Hence, Mark reminded them of Jesus’ parable about the gate-keeper in the house of a traveling master. When Paul and Mark spoke about the things to come, it was only to remind their readers that their present behavior wasn’t measuring up to what Christ’s second coming demanded.
People, in general, used to have a paranoid fear about the end of the world. They expected it in A.D. 204, 999and 2000. The title of a best-seller published in 1988 was 101 Reasons Why Christ Returns in 1988.
A very popular film released in 1999 about Christ’s Second Coming was Omega Code, and another film released in 2005 was Left Behind. Excessive fear of the tribulations accompanying the end of the world led the followers of a religious cult led by Jim Jones (in 1978), and followers of another cult called Heaven’s Gate (in1997), to commit mass suicide.
But Jesus, in today’s Gospel, gives us the assurance that we need not be afraid of the end of the world, Christ’s Second Coming and the Last Judgment if we remain alert and prepared. Jesus illustrates the need for alertness and readiness by comparing the situation of his followers to that of a gate-keeper in a house when the owner was out of the country.
Since the gate-keeper did not know when the owner of the house would return, “in the evening, or at midnight, or at cockcrow, or in the morning,” he must always be ready if he did not want the owner to find him asleep. In the same way, there is no reason for Christ’s followers to be fearful, provided we are ready everyday for Jesus’ return.
If we are awake and ready, the coming of the Son of Man is an event
to be greeted with joy. Thus our whole life should be a preparation to meet the master. Like the parents who trust their teenagers to look after the house while they are away, or like the teacher who leaves the class room after giving her students plenty of work to do, Jesus trusts us to carry out his work until he returns.
There is the work of witnessing to Jesus in our daily lives. There is the work to be done in our families, our schools, our local churches and our community. There is the work of caring for those who are hurting and have needs.
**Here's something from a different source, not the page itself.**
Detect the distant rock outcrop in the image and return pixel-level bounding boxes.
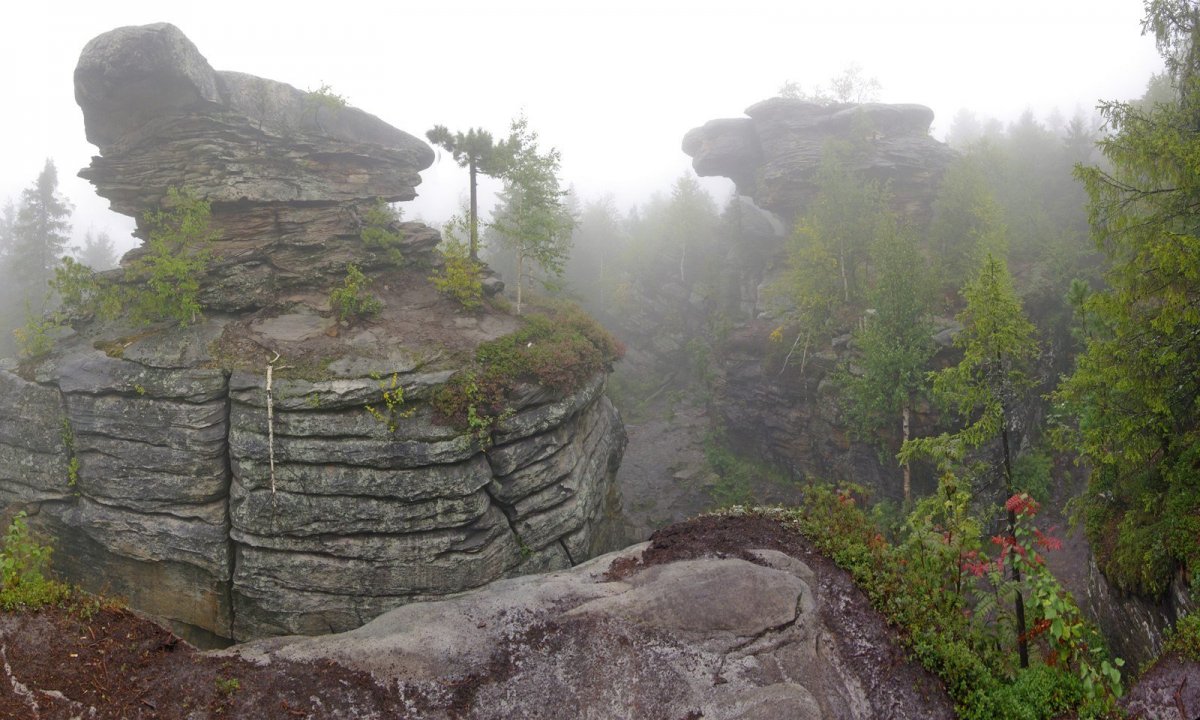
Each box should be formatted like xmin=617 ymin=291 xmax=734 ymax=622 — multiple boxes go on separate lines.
xmin=653 ymin=100 xmax=958 ymax=504
xmin=0 ymin=23 xmax=625 ymax=645
xmin=683 ymin=98 xmax=955 ymax=223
There is the work of guiding and leading others, pointing people to the comforting message of the Gospel. There is the work of living “lives holy and dedicated to God,” “doing our best to be pure and faultless in God’s sight and to be at peace with him”
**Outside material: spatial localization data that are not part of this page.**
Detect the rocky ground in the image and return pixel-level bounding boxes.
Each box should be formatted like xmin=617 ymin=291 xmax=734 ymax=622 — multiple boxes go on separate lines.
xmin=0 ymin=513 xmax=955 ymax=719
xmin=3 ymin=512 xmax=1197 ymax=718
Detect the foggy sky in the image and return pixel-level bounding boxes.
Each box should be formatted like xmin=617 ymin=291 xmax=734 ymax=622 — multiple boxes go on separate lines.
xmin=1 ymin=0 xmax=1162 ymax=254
This passage reminds us also that we should not be so foolish as to forget God and become immersed in worldly matters. Using Christ’s parable, the Church reminds us of the alertness and preparation needed for the four-fold coming of Jesus into our lives, namely:
At the celebration of His Incarnation during this Christmas season, in His active presence in our daily lives, at the moment of our death, and in his final coming in glory at the end of the world.
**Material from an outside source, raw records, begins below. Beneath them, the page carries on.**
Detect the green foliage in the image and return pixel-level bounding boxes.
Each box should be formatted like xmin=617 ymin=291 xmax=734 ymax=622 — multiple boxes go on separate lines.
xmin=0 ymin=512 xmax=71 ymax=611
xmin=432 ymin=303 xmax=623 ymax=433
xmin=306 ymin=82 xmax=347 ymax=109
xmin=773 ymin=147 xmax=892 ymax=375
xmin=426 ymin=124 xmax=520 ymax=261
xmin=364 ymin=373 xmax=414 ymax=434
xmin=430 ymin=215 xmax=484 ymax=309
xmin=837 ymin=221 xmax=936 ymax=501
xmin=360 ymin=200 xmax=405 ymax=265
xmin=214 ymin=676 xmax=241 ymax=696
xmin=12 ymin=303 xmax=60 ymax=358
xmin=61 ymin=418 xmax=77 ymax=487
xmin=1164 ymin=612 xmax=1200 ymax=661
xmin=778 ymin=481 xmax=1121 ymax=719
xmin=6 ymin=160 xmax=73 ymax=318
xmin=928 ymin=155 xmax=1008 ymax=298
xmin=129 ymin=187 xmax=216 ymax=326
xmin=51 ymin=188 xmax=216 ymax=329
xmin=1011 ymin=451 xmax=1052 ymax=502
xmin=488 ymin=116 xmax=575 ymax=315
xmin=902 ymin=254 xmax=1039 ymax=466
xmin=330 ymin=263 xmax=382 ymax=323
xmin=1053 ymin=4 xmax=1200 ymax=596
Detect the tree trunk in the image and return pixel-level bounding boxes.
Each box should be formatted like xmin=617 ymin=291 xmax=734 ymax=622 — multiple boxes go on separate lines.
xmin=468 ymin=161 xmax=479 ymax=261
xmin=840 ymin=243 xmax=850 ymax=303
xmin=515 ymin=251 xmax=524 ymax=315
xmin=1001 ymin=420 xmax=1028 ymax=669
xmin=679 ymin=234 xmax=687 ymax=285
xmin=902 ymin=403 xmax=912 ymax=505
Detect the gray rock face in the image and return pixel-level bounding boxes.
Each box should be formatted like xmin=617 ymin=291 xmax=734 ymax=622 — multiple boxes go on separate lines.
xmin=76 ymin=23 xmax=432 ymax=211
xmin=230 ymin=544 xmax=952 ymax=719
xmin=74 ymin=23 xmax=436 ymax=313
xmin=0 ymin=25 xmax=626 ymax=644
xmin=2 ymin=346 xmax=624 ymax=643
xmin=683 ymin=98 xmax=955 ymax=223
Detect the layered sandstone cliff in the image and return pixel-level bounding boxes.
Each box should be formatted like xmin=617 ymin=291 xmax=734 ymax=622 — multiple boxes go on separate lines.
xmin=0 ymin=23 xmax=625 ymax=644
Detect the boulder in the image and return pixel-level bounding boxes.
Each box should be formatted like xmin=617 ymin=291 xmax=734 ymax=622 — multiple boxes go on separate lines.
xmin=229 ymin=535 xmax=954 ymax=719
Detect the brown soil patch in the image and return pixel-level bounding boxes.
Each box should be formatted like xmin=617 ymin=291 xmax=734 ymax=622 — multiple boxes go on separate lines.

Every morning when we get up, let us pray, “Lord, show me someone today with whom I may share your love, mercy and forgiveness.” Mother Teresa of Calcutta once said, “Whatever you do in your family, for your children, for your husband, for your wife, you do for Jesus.”
Every night when we go to bed, let us ask ourselves, “Where have I found Christ today?” The answer will be God’s Advent gift to us that day. By being alert and watchful we will receive an extra gift: Christ himself. Let us remember the saying of St. Thomas Aquinas:”Without God, I can’t. Without me, He won’t.”
We are so future-oriented that we often forget the present entirely. We spend too much time trying to protect ourselves against future misfortunes. We save for a rainy day, to get married, to buy a home, to send the children to college, to retire in comfort and to protect ourselves against future misfortunes.
But we need to be more spiritually wakeful and prepare for our eternal life because we can die any day, and that is the end of the world for us. Let this Advent season be the time of such a preparation for us.